17. The rule against duplicity provides that the prosecution must not allege the commission of two or more offences in a single charge in a charge-sheet. Such a charge is sometimes said to be 'duplex' or 'duplicitous'. The rule stems from two important principles: firstly, as a matter of fairness, a person charged with a criminal offence is entitled to know the crime that they are alleged to have committed, so they can either prepare and/or present the appropriate defence.
18. Secondly, the court hearing the charge must also know what is alleged so that it can determine the relevant evidence, consider any possible defences and determine the appropriate punishment in the event of a conviction.
19. From the record, there is no defect in the charge sheet as the appellant was charged with the offence of attempted defilement as the main charge and the offence of committing an indecent act with a child as an alternative charge. The ground of appeal consequently fails. In the end, the prosecution proved their case beyond reasonable doubt and the conviction by the trial court for the offence of attempted defilement is therefore affirmed.
20. However, the trial court convicted the appellant on both the main charge and the alternative charge. In doing so, the trial court fell into error. It is trite law that a conviction cannot be made on both the main charge and the alternative charge. This position was stated by the Court of Appeal in David Ndumba vs Republic [2013] eKLR thus: -“On the issue of the alternative charge, we find that nothing turns on the fact that the trial court did not make a pronouncement on the same. In M.B.O. –VS- Republic, Criminal Appeal No. 342 OF 2008, this Court held,‘The practice of charging offences in the alternative is one of abundant caution and that is why no finding is made on such charge once there is ample evidence to support the main charge.’”
21. The charge is an alternative to and not an addition to the main charge and therefore once the trial court found that the prosecution had proved the main charge of attempted defilement, the trial magistrate had no business in proceeding to convict the Appellant on the alternative. For that reason, I partially allow the appeal on conviction by setting aside the conviction on the alternative charge of the offence of indecent act with a child, contrary to Section 11(1) of the Sexual Offences Act, No. 3 of 2006.

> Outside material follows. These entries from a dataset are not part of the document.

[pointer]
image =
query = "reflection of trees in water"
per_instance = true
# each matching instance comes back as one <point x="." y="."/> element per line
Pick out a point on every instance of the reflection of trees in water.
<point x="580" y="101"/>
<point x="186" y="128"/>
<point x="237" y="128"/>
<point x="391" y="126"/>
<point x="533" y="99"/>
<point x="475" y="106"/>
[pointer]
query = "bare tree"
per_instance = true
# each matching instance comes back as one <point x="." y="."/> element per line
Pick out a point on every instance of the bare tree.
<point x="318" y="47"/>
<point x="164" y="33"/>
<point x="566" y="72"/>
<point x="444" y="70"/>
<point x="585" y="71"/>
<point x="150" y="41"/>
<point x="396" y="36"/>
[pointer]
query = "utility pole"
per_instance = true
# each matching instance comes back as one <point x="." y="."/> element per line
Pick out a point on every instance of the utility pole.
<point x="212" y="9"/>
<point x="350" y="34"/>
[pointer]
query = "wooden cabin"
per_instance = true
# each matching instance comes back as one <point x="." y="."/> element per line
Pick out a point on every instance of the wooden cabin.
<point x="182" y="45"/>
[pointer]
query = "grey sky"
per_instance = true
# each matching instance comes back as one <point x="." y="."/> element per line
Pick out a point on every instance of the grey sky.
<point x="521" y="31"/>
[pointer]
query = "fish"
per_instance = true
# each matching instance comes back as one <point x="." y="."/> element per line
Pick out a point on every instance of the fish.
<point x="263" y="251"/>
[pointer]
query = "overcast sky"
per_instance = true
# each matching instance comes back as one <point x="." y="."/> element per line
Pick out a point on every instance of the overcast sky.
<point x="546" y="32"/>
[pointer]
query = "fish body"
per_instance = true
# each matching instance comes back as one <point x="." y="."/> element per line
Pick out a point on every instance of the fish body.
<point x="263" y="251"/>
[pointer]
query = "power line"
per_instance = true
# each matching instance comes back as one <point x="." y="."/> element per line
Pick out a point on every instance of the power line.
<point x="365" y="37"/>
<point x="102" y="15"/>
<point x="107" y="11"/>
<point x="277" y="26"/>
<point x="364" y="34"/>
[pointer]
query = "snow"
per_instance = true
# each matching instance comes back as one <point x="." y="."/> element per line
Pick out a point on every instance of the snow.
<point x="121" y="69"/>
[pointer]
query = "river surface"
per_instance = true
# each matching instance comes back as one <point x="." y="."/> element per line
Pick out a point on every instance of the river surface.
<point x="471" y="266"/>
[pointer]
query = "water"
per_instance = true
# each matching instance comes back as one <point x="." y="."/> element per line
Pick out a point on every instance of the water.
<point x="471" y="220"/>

22. That notwithstanding, sentences are intended, inter alia, to punish an offender for his wrongdoing,they also aim to rehabilitate offenders to renounce their criminal tendencies and become law-abiding citizens. I have no doubt that the sentence imposed by the trial court on the main charge, in this case, was lawful.

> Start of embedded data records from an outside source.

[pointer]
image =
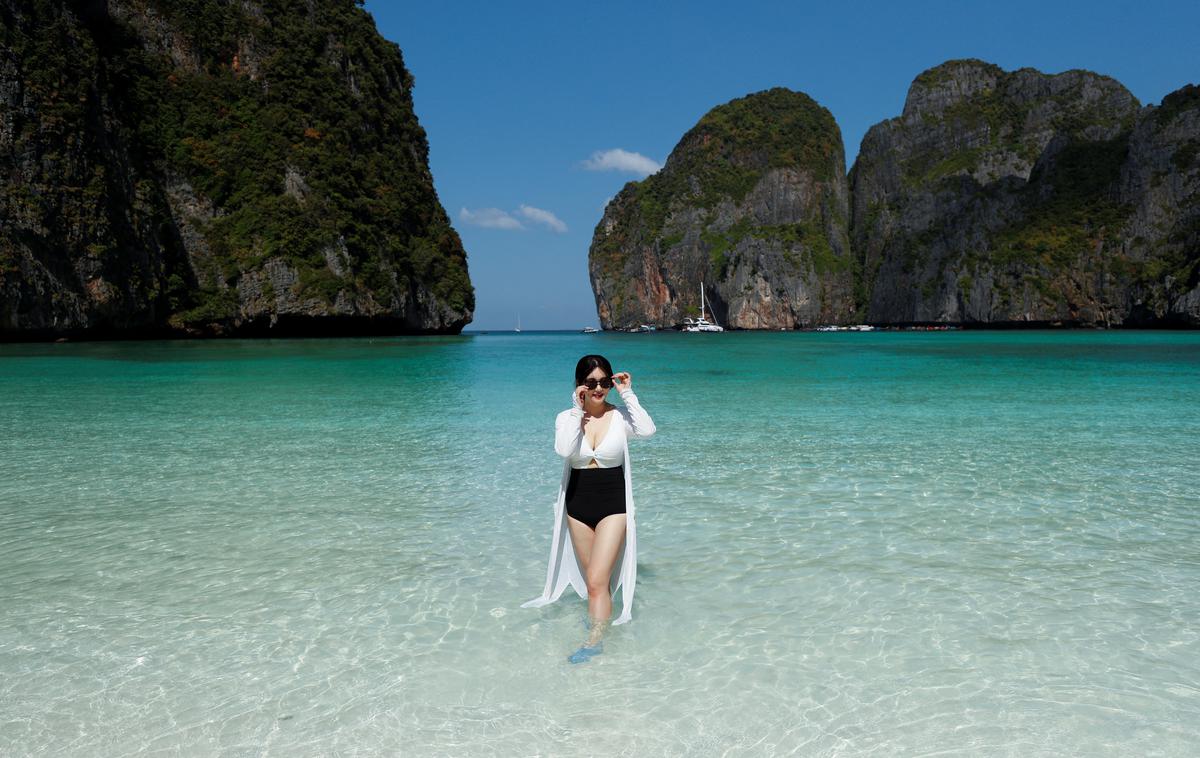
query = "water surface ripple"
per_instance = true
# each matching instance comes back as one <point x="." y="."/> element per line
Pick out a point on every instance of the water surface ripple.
<point x="967" y="543"/>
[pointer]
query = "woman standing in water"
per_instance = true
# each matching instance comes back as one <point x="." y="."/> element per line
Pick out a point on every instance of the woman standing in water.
<point x="595" y="499"/>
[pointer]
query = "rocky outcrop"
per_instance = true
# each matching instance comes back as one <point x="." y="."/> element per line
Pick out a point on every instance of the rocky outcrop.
<point x="1007" y="198"/>
<point x="232" y="172"/>
<point x="753" y="202"/>
<point x="995" y="198"/>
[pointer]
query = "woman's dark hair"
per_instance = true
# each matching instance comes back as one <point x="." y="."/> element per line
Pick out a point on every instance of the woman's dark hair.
<point x="589" y="362"/>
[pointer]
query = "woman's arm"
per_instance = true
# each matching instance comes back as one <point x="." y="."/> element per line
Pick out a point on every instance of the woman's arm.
<point x="569" y="429"/>
<point x="637" y="422"/>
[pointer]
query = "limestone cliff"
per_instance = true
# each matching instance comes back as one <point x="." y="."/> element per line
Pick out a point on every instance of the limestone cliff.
<point x="1020" y="197"/>
<point x="240" y="167"/>
<point x="754" y="203"/>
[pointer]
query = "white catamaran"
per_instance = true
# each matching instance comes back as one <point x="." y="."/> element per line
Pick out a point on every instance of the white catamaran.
<point x="701" y="324"/>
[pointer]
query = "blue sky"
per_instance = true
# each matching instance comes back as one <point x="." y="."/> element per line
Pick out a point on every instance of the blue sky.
<point x="517" y="97"/>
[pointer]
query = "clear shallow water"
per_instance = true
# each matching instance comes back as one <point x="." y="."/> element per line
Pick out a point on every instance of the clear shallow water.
<point x="851" y="543"/>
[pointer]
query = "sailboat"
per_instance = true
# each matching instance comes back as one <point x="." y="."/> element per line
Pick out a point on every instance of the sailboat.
<point x="701" y="324"/>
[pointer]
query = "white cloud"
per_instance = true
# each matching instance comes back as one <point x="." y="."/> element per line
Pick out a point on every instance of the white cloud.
<point x="490" y="218"/>
<point x="543" y="217"/>
<point x="618" y="160"/>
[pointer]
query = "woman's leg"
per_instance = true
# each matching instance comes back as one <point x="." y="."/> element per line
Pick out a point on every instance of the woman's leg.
<point x="581" y="537"/>
<point x="605" y="546"/>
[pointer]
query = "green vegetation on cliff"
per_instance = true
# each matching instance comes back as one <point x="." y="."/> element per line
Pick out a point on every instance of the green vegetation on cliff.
<point x="291" y="120"/>
<point x="730" y="149"/>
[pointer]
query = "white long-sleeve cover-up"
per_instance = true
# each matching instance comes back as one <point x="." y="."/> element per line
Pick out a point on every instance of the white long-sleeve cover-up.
<point x="564" y="567"/>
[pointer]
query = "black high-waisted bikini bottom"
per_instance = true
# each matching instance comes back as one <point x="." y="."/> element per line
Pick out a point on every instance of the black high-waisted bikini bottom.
<point x="595" y="493"/>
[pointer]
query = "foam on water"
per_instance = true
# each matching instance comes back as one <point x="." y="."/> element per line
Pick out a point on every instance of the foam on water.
<point x="850" y="543"/>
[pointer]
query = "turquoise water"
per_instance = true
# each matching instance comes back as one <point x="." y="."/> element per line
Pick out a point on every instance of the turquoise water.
<point x="979" y="543"/>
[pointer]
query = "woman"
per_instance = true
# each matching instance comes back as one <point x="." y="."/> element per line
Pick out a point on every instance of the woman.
<point x="597" y="498"/>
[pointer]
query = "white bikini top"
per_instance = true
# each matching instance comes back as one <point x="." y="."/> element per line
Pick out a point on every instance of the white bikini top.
<point x="610" y="452"/>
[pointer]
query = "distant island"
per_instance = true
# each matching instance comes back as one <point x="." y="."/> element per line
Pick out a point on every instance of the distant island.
<point x="174" y="168"/>
<point x="996" y="199"/>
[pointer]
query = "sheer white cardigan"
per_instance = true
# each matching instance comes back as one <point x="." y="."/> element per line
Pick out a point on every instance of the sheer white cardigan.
<point x="564" y="569"/>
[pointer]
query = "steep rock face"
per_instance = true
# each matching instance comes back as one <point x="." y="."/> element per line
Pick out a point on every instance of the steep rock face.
<point x="227" y="168"/>
<point x="1161" y="241"/>
<point x="1019" y="197"/>
<point x="753" y="202"/>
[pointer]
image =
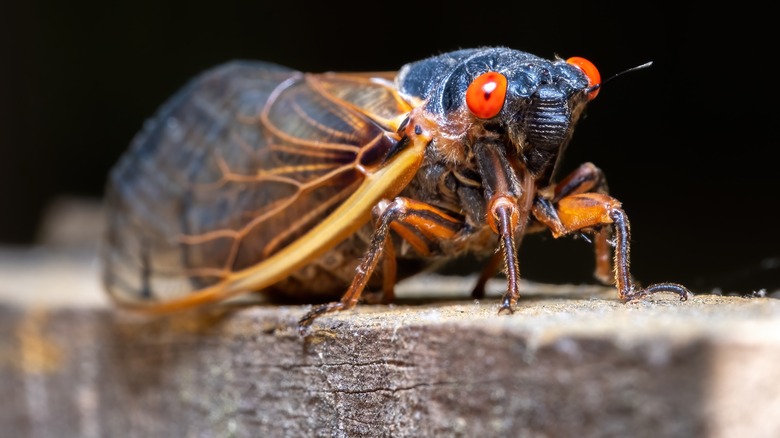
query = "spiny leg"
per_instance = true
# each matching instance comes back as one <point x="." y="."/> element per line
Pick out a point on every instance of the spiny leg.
<point x="416" y="222"/>
<point x="589" y="211"/>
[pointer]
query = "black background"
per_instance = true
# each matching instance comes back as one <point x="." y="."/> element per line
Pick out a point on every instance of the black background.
<point x="688" y="145"/>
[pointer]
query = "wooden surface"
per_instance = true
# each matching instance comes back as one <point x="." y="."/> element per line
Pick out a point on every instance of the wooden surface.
<point x="572" y="361"/>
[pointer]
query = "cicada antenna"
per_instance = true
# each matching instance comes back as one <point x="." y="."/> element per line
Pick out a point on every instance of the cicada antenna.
<point x="638" y="67"/>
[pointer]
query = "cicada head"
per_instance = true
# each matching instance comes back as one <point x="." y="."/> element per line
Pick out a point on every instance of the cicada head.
<point x="531" y="104"/>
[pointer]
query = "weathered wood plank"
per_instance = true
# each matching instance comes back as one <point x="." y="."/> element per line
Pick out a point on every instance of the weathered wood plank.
<point x="560" y="366"/>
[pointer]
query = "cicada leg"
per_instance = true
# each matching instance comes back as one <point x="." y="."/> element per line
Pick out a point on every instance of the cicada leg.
<point x="576" y="207"/>
<point x="416" y="222"/>
<point x="589" y="178"/>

23. For the above reasons, I hereby affirm the sentence of ten (10) years imprisonment imposed on the main charge. The sentence on the alternative charge is set aside. The sentence shall run from 6th March 2022 the date of the appellant’s arrest pursuant to section 333(2) of the Criminal Procedure Code having spent the entirety of the trial in remand custody.
Orders accordingly.
JUDGEMENT DATED AND DELIVERED VIRTUALLY THIS 30TH DAY OF SEPTEMBER 2024D. KAVEDZAJUDGEIn the presence of:Appellant presentMaroro for the RespondentAchode Court Assistant.